The bankruptcy warning came from Seadrill LTD as it reported earnings for the fourth quarter of 2016. According to statements in this earnings report, the company is hoping to obtain more money from lenders to move forward with restructuring plans.
Seadrill Ltd notes that negotiations are currently taking place for additional funding. However, it says that it will likely have trouble securing more funds before April 30. This is the cutoff date for the West Eminence facility. It also serves as a milestone bank facility amendments from April 2016.
“Although an extension of these and other dates is possible with the requisite lender consents, we may be unable to obtain an extension on terms acceptable to the Company,” Seadrill Ltd said in a statement. “In the event a consensual restructuring agreement is not concluded or an agreement to an extension is not reached, we are also preparing various contingency plans, including potential schemes of arrangement or chapter 11 proceedings.”

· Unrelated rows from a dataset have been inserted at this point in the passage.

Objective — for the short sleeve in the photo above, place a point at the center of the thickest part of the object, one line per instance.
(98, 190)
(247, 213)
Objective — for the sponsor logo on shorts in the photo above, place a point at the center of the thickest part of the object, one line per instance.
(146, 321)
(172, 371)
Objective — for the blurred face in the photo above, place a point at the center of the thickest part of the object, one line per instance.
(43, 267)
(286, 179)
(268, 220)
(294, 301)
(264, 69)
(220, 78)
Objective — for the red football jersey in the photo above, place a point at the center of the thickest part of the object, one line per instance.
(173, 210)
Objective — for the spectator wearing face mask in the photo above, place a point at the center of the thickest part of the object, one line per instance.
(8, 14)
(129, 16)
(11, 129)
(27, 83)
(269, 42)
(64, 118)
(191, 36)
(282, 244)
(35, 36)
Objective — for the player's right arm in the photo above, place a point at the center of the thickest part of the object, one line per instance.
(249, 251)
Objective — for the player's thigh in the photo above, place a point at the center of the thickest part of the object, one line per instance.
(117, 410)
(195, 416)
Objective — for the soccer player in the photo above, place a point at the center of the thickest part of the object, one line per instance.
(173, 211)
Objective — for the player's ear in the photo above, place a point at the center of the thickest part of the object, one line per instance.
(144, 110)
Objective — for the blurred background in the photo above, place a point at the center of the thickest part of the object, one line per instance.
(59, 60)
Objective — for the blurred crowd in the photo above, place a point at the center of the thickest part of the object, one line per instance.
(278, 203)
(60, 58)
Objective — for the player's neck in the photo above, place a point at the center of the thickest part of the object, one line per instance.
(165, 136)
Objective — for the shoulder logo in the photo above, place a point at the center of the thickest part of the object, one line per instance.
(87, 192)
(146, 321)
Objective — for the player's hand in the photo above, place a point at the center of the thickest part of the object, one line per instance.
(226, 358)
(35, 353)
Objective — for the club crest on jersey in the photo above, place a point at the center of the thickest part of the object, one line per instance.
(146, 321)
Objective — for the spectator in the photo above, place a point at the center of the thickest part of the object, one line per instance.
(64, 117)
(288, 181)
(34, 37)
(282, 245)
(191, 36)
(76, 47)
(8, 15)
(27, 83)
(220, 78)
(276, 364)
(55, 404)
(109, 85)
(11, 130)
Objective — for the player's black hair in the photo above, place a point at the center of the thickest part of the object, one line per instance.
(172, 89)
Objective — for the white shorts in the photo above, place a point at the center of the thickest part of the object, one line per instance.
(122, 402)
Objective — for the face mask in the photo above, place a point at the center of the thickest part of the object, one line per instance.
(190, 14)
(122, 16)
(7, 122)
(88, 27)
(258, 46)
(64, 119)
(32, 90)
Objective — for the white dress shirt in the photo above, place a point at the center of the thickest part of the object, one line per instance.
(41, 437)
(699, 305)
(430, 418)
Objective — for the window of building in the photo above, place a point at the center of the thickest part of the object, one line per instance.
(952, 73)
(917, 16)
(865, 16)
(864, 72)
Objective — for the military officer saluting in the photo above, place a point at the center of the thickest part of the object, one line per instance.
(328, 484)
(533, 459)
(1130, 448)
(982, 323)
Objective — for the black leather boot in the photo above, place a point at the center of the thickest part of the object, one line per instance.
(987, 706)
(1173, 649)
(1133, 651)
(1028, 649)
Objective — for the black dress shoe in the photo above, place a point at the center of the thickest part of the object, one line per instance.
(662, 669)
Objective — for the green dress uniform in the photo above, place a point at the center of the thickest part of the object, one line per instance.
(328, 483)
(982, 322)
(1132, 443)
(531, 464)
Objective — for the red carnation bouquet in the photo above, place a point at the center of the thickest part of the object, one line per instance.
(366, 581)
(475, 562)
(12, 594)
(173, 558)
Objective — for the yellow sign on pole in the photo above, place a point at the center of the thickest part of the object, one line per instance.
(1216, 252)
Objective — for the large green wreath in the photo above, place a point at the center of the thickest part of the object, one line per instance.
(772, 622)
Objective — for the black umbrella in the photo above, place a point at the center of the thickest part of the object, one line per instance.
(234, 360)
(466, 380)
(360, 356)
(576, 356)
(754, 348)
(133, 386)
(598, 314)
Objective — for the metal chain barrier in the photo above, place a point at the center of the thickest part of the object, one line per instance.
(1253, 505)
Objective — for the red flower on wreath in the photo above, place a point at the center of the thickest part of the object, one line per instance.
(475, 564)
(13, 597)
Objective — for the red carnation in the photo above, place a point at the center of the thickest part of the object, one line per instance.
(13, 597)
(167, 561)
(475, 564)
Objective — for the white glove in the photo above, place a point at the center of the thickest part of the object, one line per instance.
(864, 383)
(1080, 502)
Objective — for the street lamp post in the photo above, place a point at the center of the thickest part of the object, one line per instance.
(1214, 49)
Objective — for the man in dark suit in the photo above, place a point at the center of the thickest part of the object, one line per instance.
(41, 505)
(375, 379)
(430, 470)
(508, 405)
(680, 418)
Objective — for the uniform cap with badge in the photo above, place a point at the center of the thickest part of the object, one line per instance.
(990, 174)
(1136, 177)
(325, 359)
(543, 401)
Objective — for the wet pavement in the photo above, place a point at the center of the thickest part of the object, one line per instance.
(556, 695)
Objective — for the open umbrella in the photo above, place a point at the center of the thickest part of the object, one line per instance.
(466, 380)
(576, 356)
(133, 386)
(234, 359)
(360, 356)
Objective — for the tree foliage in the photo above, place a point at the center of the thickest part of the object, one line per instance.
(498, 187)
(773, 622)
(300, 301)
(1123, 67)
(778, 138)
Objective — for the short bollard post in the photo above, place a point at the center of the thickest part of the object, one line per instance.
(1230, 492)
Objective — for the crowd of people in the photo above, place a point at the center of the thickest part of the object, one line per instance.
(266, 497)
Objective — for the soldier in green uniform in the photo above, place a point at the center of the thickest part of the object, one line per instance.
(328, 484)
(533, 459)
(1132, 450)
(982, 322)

Despite the bankruptcy warning, Seadrill Ltd did turn in positive results for the fourth quarter of the year. The drilling company reported earnings per share of 26 cents on revenue of $667.00 million. This beat out Wall Street’s estimates, which had SDRL reporting earnings per share of 18 cents on revenue of $649.32 million.
Seadrill Ltd notes that some of its units will be coming off contract during the first quarter of 2017. It expects this to drive EBITDA down to $250 million. The company is also looking for operating income for the quarter to be $50 million.
SDRL stock was down 15% as of Tuesday morning and is down 49% year-to-date.